Vous aviez pris l’habitude, depuis deux ans, de payer votre farine, votre beurre ou votre sac de pommes de terre au moyen des titres-restaurant cofinancés par votre employeur ? Théoriquement, cela n’est plus possible depuis le 1er janvier 2025. Utiliser ses tickets resto pour régler ses dépenses courantes en magasin relevait, en effet, d’une dérogation, mise en place, en 2022, pour aider les consommateurs à faire face à la spirale inflationniste.
En novembre 2024, l’Assemblée a adopté le projet de prorogation de la mesure en 2025 mais la censure du gouvernement Barnier a remis les compteurs à zéro. Du moins, tant qu’un nouveau budget n’a pas été voté.
Désormais, vous ne pouvez donc plus utiliser vos titres-restaurant qu’à raison de 19 euros, maximum, au lieu de 25 euros précédemment. Et ces 19 euros ne peuvent servir, en magasin, qu’à l’achat de denrées prêtes à consommer. Pour schématiser : oui aux sandwiches, salades composées, tranches de jambon, quiches et pizzas à réchauffer, ou bouteilles de jus de fruit vendues à l’unité. Mais non à l’huile, aux œufs, aux pâtes crues, au boudin de mozzarella à cuisiner. Objectif : réaffecter l’argent des tickets-restaurant à leur objet initial, le financement de repas et d’en-cas pour les salariés qui ne disposent pas d’un self d’entreprise.
Au petit bonheur la chance
Oui mais voilà. D’un magasin à l’autre, la règle est plus ou moins bien appliquée. Voire pas du tout. Le Télégramme en a fait l’expérience. Vendredi, nous avons passé sans encombres notre beurre, notre farine, et même nos glaces, sur le tapis d’une grande surface finistérienne. À notre surprise, 25 euros ont été déduits de notre carte Swile. « Nous-mêmes n’y comprenons rien », nous a soufflé l’hôtesse de caisse.
Samedi, nous avons donc retenté notre chance dans les Côtes-d’Armor, chez une enseigne concurrente. Mais, cette fois, nous n’avons pu utiliser nos titres-restaurant qu’à hauteur du plafond abaissé à 19 euros, malgré 26,59 euros d’articles éligibles, selon le récapitulatif de nos dépenses. « Notre logiciel de caisse n’a pas été reparamétré mais la direction nous a demandé d’être vigilants, nous a glissé l’hôtesse. Et là, je sais que parmi les courses que j’ai scannées, vous aviez suffisamment de denrées immédiatement consommables. »

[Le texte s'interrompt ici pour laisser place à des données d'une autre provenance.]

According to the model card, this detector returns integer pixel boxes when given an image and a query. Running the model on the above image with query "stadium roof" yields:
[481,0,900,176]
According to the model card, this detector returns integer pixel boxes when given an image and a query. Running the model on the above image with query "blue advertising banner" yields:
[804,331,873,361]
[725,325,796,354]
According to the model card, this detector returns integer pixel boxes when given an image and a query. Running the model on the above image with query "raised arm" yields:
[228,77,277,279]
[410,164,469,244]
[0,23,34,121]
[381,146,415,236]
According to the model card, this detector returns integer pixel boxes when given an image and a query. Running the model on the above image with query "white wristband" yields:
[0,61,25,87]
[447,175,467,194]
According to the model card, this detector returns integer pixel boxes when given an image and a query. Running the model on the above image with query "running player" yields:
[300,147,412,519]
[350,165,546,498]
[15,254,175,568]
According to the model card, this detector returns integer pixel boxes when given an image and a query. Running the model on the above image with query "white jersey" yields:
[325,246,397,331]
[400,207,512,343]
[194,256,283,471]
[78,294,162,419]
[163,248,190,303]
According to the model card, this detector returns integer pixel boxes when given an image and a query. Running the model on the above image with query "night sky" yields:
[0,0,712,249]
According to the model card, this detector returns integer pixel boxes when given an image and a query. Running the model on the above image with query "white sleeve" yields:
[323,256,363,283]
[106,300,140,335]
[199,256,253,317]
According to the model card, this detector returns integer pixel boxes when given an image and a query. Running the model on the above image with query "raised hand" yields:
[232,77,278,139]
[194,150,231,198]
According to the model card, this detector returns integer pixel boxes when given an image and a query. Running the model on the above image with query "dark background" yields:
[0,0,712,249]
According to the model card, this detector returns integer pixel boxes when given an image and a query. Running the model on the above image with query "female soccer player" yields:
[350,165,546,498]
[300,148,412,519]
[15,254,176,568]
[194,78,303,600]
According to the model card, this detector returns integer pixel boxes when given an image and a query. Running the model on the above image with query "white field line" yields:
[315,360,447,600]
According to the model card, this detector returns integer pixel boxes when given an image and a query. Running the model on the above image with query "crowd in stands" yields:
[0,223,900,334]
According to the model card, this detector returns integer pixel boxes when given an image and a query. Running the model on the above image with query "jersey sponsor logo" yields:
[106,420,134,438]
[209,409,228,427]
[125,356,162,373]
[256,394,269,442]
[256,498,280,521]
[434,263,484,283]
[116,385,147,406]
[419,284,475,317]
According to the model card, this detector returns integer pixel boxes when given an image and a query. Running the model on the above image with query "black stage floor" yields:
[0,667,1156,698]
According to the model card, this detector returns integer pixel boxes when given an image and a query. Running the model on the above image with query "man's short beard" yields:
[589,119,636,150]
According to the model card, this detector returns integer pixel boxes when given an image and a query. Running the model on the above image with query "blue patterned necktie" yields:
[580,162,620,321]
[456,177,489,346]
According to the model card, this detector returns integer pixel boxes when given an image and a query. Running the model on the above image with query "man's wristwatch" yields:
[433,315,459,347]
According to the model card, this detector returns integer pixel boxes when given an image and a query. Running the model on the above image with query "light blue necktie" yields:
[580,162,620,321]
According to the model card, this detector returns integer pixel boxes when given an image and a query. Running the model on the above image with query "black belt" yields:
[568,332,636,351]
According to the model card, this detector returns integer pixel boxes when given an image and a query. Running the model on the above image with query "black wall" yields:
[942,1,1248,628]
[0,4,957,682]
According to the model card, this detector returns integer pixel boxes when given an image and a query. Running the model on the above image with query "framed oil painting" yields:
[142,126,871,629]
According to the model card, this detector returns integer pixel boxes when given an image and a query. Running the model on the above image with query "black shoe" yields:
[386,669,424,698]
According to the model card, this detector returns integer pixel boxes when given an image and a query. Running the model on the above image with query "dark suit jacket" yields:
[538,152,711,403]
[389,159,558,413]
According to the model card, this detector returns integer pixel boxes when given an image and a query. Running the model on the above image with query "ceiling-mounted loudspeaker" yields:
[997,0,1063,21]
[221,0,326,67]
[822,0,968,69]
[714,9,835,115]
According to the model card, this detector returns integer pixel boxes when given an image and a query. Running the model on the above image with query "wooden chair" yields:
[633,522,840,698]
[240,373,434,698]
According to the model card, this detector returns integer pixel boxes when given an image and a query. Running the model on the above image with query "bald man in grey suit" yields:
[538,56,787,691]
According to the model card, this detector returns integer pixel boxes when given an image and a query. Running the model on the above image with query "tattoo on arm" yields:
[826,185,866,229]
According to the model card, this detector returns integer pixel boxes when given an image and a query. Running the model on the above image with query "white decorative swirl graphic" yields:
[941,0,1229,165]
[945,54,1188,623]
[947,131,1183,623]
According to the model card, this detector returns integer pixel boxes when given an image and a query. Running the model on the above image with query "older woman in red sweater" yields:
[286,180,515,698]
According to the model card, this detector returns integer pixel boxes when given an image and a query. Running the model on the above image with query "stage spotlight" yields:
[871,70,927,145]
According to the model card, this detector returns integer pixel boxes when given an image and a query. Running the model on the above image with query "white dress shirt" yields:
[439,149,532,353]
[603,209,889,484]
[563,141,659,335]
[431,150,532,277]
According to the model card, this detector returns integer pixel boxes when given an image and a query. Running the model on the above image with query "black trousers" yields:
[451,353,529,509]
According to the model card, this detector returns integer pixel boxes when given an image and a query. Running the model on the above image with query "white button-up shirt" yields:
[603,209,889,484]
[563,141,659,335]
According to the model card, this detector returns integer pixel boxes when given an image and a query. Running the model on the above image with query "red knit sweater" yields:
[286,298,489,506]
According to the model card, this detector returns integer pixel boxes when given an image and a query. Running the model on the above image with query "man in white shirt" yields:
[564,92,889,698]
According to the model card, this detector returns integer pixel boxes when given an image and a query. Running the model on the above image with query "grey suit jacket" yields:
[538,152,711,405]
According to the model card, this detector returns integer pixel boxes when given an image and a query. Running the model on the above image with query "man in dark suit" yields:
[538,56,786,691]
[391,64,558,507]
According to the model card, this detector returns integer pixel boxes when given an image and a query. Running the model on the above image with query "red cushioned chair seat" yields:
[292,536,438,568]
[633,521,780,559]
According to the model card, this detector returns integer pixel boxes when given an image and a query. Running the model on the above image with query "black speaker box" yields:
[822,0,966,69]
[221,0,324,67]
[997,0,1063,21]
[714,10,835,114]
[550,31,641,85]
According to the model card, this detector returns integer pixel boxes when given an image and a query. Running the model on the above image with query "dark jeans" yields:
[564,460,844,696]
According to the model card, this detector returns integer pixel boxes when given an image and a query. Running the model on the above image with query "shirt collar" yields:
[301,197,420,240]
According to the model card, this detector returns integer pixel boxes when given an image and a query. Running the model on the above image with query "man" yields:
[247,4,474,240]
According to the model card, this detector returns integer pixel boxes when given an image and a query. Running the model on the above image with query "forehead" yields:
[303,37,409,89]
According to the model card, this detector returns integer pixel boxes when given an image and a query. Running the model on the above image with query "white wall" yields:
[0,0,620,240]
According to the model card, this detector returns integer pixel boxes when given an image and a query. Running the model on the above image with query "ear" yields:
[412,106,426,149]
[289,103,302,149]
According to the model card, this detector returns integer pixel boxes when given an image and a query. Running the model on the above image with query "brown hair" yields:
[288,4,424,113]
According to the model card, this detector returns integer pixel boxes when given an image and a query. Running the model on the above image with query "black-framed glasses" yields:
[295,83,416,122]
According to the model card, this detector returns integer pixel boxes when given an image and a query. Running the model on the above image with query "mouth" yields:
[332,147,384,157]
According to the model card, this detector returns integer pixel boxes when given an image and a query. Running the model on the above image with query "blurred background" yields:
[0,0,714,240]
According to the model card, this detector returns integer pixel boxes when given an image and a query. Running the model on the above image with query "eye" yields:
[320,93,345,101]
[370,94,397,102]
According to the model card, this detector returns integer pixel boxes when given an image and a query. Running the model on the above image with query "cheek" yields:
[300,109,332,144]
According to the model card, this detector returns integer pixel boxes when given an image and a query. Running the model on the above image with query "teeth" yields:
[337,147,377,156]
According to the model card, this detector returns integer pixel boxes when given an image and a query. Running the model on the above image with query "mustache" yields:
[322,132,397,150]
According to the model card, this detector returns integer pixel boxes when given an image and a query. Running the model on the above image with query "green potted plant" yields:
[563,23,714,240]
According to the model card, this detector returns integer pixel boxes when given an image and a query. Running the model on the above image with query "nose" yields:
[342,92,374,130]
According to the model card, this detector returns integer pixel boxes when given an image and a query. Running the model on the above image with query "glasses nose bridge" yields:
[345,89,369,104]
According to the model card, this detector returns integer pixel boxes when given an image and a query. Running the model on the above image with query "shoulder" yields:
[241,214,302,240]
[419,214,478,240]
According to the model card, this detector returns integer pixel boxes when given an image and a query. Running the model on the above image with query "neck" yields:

Des caisses non reparamétrées
Pourquoi ces différences de traitement ? « Parce que le projet de loi visant à proroger la dérogation doit être réétudié le 15 janvier au Sénat et, s’il est voté, les règles de 2024 redeviendront en vigueur, dans la foulée », explique Olivier Urrutia, délégué général de la Fédération du commerce coopératif et associé.
Opérer une mise à jour des logiciels de caisse pour, peut-être, seulement quelques jours ? Lourd techniquement. « Surtout, les enseignes de la grande distribution sont peu enclines à devoir expliquer aux familles qui viennent acheter un pack de lait ou un kilo de riz qu’elles ne peuvent pas les payer en titres-restaurant, même si c’est provisoire. S’exposer à l’incompréhension et à la colère de la clientèle, si c’est pour revenir en arrière la semaine d’après… »
Les Français favorables à une nouvelle prorogation
C’est sans doute la raison pour laquelle Bercy a, pour le moment, exclu les contrôles à tout-va. D’autant qu’en ce début janvier, même les gestionnaires de titres-restaurant (c’est le cas de Swile), n’ont pas mis leur interface à jour et affichent toujours un plafond journalier utilisable de 25 euros. « 96 % des bénéficiaires de tickets resto souhaitent pouvoir les utiliser pour faire l’ensemble de leurs courses alimentaires », souligne Olivier Urrutia, dont la fédération associe aussi bien des enseignes de la grande distribution que des chaînes d’hôtellerie-restauration.
Sur 14 milliards d’euros de tickets resto de 2023, 8,6 milliards ont bénéficié à la restauration traditionnelle ou rapide, selon une étude C-Ways, 2,9 milliards à la grande distribution et 2,5 milliards aux commerces de proximité.